A thought: Twitter has been languishing.
Their growth has been relatively dormant with few innovations and new features over the years. Their ad business has not scaled at pace with the advertising industry. Its ability to grow and retain users has been problematic. Its stock price has severely underperformed both their social media competitors, and the general tech industry at large. It has been challenged with content moderation (and more) for years… and that hasn’t been improved or resolved.
Twitter has been puttering along just fine.
That doesn’t make it bad or not relevant (I happen to love Twitter), it just means that it’s economic worth is not matched to its brand power or perceived impact on the zeitgeist. My personal feelings about Elon Musk are not relevant here. Maybe Twitter simply needs something/anything new because – from a business/leadership perspective – it’s not really growing/changing all that much (and, maybe, this is why the board has approved Elon’s offer?).
But I don’t know… and I wish more people would say the same thing.

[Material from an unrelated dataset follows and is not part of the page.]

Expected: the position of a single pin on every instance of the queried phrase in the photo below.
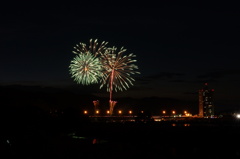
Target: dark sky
(179, 46)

Why is Elon making a bid for Twitter? I don’t know… and from what I’m reading/listening/watching, I haven’t seen a salient reason from any of the digital media experts, journalists and thought leaders. And, that’s very curious to me.
I’m going to be truthful…
Unlike many of the other pundits who are blabbing away, I’m not sure I fully understand any of this. I’m not sure why, considering how busy Elon is with Tesla, SpaceX, Neuralink, OpenAI and The Boring Company, that he even has time or energy for fixing what’s broken with Twitter and social media. If this is just about another billionaire trying to control a media property, fine (we’ve seen that story before… and so it goes.. history keeps repeating itself). That could be it. Still, I have no idea. I don’t think the Elon money or a changing of the guards will do that much to get more people to use Twitter more frequently (or encourage bigger media companies to spend more). But… I could be wrong… I wish I could be more insightful (because, that’s what companies pay me for), but I feel like the general media (and that includes me) are really missing something.
That “something” is the actual play that’s happening here… and there’s nothing wrong with saying “I don’t know.”